- Title screen
- Original title: دھوکہ
- Written by: Mehak Nawab
- Directed by: Kashif Saleem
- Starring: Affan Waheed; Sanam Jung; Agha Ali; Komal Meer;
- Country of origin: Pakistan
- Original language: Urdu
- No. of seasons: 1
- No. of episodes: 34

Production
- Executive producers: Kashif Saleem Amjad Arif
- Production locations: Karachi, Pakistan
- Camera setup: Multi-camera setup
- Running time: 35 minutes

Original release
- Network: ARY Digital
- Release: 7 November – 22 December 2023

= Dhoka (TV series) =

2023 Pakistani television series

Dhoka is a 2023 Pakistani television series written by Mehak Nawab, and directed by Kashif Saleem who co-produced it along with Amjad Arif.
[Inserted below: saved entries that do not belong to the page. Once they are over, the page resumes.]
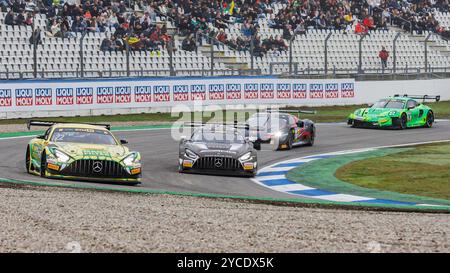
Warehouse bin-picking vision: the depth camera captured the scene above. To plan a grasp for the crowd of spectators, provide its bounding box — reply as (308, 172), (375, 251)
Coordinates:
(0, 0), (450, 56)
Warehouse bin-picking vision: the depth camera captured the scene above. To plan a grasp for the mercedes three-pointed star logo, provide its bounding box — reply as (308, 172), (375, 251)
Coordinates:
(214, 158), (223, 168)
(92, 161), (103, 173)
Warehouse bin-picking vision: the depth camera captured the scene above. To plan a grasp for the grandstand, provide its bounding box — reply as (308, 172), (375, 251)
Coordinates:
(0, 0), (450, 79)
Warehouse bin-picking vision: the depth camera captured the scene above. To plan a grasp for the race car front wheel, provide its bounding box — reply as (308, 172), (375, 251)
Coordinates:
(425, 111), (434, 128)
(41, 152), (47, 177)
(25, 146), (31, 173)
(399, 113), (408, 130)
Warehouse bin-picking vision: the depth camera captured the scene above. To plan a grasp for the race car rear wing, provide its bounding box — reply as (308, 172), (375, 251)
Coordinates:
(394, 94), (441, 102)
(266, 109), (317, 115)
(183, 121), (250, 130)
(27, 120), (111, 130)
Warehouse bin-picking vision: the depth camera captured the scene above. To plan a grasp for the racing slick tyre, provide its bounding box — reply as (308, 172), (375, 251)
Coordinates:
(41, 152), (47, 177)
(306, 131), (316, 146)
(397, 113), (408, 130)
(25, 146), (31, 173)
(425, 111), (434, 128)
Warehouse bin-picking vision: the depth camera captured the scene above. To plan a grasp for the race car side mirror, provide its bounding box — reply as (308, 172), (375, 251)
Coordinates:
(253, 140), (261, 151)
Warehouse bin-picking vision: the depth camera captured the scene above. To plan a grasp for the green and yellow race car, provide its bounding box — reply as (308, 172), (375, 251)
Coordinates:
(25, 120), (142, 185)
(347, 95), (440, 129)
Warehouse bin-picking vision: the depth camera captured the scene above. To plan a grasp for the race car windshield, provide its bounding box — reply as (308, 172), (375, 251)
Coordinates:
(51, 128), (117, 145)
(191, 130), (245, 144)
(248, 114), (288, 131)
(372, 100), (405, 109)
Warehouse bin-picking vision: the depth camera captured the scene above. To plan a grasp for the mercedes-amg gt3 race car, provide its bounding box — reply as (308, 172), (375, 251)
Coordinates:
(178, 123), (261, 177)
(247, 110), (316, 150)
(347, 95), (440, 129)
(25, 120), (142, 185)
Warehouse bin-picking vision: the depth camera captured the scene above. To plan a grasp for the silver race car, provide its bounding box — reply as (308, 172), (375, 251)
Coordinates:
(178, 123), (261, 177)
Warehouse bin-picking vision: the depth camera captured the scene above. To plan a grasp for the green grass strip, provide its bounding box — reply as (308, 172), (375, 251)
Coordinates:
(287, 148), (450, 205)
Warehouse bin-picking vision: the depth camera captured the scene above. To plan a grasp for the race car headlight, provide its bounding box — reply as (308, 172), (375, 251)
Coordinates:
(184, 149), (198, 160)
(122, 153), (138, 166)
(239, 152), (252, 161)
(388, 111), (397, 117)
(53, 150), (70, 163)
It originally aired on ARY Digital from 7 November to 22 December 2023.

==Premise==
Hadi and Komal have been in love since childhood. However, Komal's mother doesn't let them marry. As Hadi is not as stable as she expects him to be. As the story build up Komal marries Ahmed, who later traps her based on lies.

==Cast==
- Affan Waheed as Hadi; a mature, educated and sorted guy who wants to fight for his love. However, societal pressure does not let him take action in time.
- Sanam Jung as Kainat; Ahmed's first wife who is middle-class, mature, hard-working and independent but is stuck in an odd situation because of her husband.
- Agha Ali as Ahmed; a charming and clever guy who knows how to turn things in his favor, even if his actions hurt someone
- Komal Meer as Komal; a simple yet stubborn girl who wants her lover Hadi to fight for their marriage
- Sidra Niazi as Natasha; Hadi's friend
- Atiqa Odho as Ahmed's mother
- Shagufta Ejaz as Mehmooda; Hira and Komal's mother
- Javed Shaikh as Ali; Hira and Komal's father
- Ismat Zaidi as Hadi and Arsala's mother
- Nausheen Shah as Arsala; Hadi's sister
- Paras Masroor as Kami; Kainat's brother
- Maryam Fatima as Hira; Komal's sister
- Yasir Ali as Nabeel; Hira's husband
- Zara Ahmed as Sila; Ahmed's sister
- Seemi Pasha as Kainat's mother
- Khalifa Sajeeruddin as Ahmed's father

==Production==
The serial was first announced in March 2022 by the director and producer, Kashif Saleem revealing Affan Waheed and Humaima Malik to be the main lead. The project was titled as "Ab Nahin Milenge Hum" but prior to its release it was changed to "Dhoka". However, later Malick was replaced by Jung. Agha Ali and Komal Meer joined the show as lead as well. Dhoka completed its shooting in May 2023. The serial started airing from 7 November, broadcasting episodes five days a week, Monday to Friday at 9:00 PM.